Dans notre premier exemple, nous avons l’activation du facteur de transcription CREB par le BDNF qui provoque la transcription du miRNA mir-132. Cette expression s’accompagne d’une croissance accrue des neurites. De même, l’inhibition de ce miRNA diminue considérablement le nombre de neurites. L’ARNm de la protéine p250GAP, une protéine de la famille des Rac/Rho, est l’une des cibles de ce miRNA. Cette protéine, enrichie dans le système nerveux central, possède une séquence complémentaire à mir-132 dans son 3’UTR. En effet, mir-132 réduit spécifiquement les niveaux endogènes de p250GAP. De même, son expression est augmentée lorsque l’action de mir-132 est inhibée. L’importance de p250GAP dans la régulation négative de la croissance neuronale fut démontrée lorsque les neurones qui furent soumis à l’inhibition de ce gène, par shRNA, présentèrent une augmentation de la croissance de leurs neurites. Le BDNF provoque donc la croissance des neurites en inhibant l’expression de p250GAP via l’activation CREB- dépendante de la transcription de miR-132 (Vo, Klein et al. 2005).

L’induction de la mémoire à long terme (LTM) chez la drosophile par l’apprentissage olfactif-électrique induit la localisation de l’ARNm CaMKIIα au niveau

post-synaptique où il est alors traduit. Ce mécanisme est régulé par le complexe RISC, dont l’hélicase Armitage, une protéine nécessaire à la mise en place de la LTM. Celle-ci est localisée à l’épine et dégradée par le protéasome suite à l’induction de la LTM. Ainsi, l’inhibition du complexe RISC, et par conséquent le retrait des miARNs, permettrait la traduction de facteurs nécessaires à la mise en place de la LTM (Ashraf, McLoon et al. 2006). Chez la drosophile, le transcrit de Stau possède en son 3’UTR des sites de liaison pour miR-280 et miR-305. Les niveaux de Stau, CaMKII, et de la kinesin heavy chain se trouvent augmentés lors de l’expression d’un mutant d’Armitage. Il est donc intéressant de supposer que l’induction de la LTM permettrait la traduction du transcrit de dStau en inhibant certains composants du complexe RISC permettant ainsi à dStau de transporter les transcrits nécessaires à la mise en œuvre de la LTM (Ashraf, McLoon et al. 2006).

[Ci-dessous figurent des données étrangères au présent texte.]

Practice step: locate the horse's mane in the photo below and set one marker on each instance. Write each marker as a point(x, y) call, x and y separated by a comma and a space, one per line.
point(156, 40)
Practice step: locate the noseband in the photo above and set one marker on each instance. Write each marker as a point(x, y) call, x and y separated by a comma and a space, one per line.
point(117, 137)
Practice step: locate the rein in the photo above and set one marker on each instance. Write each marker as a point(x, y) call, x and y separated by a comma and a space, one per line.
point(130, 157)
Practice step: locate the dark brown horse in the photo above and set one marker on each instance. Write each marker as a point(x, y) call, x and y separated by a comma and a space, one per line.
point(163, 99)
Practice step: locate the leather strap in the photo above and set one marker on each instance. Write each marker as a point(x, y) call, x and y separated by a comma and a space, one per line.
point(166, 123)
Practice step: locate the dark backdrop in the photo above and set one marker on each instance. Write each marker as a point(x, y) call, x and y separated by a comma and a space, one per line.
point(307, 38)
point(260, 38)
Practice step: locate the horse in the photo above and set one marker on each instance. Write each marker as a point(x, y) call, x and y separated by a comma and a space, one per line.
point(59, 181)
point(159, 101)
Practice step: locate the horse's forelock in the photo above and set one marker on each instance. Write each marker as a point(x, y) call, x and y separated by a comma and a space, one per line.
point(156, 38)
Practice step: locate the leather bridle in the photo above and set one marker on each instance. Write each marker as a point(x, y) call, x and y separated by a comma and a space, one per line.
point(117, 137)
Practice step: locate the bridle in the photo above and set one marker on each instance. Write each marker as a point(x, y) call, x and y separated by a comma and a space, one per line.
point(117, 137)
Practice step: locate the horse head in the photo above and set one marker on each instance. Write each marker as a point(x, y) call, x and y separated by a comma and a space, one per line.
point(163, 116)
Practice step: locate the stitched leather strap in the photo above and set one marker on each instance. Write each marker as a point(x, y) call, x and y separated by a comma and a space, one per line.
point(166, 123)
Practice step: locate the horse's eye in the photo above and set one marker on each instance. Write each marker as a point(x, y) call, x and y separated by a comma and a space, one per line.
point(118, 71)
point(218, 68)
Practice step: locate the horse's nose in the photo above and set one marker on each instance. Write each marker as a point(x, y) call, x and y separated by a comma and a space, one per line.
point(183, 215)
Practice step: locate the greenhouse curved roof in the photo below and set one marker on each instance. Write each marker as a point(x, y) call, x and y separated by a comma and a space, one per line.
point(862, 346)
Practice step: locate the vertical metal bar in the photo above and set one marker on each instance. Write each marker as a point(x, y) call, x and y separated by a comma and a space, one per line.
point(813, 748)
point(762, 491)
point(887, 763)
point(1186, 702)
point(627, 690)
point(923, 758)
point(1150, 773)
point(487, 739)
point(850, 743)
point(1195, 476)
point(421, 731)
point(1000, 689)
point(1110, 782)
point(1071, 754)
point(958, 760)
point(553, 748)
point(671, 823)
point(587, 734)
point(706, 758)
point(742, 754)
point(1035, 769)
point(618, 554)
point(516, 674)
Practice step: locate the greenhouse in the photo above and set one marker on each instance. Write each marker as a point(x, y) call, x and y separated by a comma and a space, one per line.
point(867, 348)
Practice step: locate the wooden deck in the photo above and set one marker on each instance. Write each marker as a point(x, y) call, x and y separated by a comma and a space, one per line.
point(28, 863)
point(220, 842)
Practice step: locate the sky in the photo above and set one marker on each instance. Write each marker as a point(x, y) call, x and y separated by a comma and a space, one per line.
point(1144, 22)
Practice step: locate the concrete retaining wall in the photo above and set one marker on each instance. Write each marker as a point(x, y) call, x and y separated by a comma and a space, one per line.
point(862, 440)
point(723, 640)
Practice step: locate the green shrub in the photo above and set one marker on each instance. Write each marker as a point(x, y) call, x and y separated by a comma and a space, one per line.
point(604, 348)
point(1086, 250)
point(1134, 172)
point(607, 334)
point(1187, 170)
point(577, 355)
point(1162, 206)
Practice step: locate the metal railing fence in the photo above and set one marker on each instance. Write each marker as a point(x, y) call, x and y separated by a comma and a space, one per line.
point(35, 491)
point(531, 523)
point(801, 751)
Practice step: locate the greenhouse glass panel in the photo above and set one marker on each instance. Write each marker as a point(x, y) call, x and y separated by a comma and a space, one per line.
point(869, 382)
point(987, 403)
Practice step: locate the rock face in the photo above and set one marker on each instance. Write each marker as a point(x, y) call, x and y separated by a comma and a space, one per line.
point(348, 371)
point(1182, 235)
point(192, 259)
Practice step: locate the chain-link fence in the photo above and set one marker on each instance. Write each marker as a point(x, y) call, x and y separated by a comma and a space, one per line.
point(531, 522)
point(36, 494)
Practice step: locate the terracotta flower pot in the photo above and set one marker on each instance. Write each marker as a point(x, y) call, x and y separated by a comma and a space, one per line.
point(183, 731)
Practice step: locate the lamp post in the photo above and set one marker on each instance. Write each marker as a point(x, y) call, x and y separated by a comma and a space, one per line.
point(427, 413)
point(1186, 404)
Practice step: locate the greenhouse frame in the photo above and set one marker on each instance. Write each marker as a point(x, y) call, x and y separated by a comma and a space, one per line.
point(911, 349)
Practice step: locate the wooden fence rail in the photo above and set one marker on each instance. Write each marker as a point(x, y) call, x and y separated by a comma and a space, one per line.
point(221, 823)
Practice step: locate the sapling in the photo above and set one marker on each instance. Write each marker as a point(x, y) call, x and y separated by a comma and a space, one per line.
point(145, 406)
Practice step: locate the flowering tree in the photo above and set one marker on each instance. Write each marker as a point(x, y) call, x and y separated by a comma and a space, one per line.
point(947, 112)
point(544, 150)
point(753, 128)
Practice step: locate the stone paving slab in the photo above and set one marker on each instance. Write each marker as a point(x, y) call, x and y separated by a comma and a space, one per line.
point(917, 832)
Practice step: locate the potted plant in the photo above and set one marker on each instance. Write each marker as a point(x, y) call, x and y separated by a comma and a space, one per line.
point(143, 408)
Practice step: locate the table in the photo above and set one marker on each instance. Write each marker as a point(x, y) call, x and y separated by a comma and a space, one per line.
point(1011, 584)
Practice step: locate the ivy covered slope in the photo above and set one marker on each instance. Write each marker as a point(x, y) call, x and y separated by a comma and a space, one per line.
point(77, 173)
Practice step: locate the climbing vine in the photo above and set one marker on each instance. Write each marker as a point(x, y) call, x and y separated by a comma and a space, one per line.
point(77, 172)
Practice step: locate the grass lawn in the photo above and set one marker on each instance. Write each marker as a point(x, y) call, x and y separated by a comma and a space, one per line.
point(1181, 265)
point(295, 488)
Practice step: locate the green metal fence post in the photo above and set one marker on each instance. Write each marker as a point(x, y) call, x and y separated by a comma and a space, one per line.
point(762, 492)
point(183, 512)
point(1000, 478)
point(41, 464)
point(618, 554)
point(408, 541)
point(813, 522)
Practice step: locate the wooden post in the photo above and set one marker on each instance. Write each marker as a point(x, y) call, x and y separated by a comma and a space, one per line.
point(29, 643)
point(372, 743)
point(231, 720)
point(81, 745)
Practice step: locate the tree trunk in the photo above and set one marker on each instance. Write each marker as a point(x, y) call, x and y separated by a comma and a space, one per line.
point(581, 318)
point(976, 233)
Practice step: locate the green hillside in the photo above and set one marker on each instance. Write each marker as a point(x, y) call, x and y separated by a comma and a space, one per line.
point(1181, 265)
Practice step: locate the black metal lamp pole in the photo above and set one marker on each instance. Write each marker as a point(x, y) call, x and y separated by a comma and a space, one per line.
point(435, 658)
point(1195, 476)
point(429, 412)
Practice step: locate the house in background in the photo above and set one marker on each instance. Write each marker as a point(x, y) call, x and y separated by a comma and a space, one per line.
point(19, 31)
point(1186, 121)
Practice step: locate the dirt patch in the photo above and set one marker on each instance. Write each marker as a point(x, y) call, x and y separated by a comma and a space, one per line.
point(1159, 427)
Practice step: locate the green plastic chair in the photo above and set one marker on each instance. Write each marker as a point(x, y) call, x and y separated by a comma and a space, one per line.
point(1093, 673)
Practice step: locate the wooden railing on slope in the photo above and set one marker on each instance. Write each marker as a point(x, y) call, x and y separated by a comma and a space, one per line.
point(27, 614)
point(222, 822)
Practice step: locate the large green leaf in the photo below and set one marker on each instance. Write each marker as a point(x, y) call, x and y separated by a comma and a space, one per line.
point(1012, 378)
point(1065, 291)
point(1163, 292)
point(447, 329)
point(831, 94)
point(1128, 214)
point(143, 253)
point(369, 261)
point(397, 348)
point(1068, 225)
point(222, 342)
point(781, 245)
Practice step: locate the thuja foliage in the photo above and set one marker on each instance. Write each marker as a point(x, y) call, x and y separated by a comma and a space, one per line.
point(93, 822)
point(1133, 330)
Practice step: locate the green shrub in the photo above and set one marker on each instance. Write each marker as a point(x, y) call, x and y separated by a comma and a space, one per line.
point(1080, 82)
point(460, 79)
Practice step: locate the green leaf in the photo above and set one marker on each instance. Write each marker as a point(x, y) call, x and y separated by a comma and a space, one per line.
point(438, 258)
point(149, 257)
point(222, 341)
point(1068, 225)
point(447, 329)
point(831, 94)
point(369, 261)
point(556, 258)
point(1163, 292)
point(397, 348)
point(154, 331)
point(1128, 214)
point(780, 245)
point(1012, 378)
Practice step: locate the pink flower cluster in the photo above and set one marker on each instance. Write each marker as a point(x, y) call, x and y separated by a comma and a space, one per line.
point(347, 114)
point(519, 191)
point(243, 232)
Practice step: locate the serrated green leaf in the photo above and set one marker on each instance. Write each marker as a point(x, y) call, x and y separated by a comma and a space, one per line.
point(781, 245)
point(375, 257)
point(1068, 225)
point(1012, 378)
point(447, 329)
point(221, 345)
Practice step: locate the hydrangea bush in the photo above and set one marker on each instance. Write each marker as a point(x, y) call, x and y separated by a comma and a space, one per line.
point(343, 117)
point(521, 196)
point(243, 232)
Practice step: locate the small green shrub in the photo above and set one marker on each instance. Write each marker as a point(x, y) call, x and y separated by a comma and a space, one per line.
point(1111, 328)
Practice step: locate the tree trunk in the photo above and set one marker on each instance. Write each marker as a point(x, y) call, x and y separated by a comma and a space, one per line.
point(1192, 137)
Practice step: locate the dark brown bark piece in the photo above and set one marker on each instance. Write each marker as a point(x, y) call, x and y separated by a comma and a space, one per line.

En terminant, nous discuterons de miR-134, un miRNA spécifiquement exprimé au niveau du cerveau. miR-134 est un régulateur négatif de la taille des épines dendritiques (Schratt, Tuebing et al. 2006). Celui-ci se lie au niveau du 3’UTR de l’ARNm de Limk1 et inhibe la traduction de ce transcrit. Limk1 est une kinase qui phosphoryle les protéines ADF/cofiline, des protéines responsables de la dépolymérisation des filaments d’actine et inhibe ainsi leur action (Yang, Higuchi et al. 1998; Bamburg 1999). L’activation de la synapse par le BDNF a pour conséquence de soulever l’inhibition traductionnelle induite par miR-134, permettant ainsi la traduction de Limk1 qui, à son tour, va pouvoir inhiber les protéines ADF/cofilines et permettre la polymérisation de l’actine au niveau de l’épine synaptique. Le remodelage de l’épine va induire une augmentation de son volume principalement au niveau de la largeur (Schratt, Tuebing et al. 2006).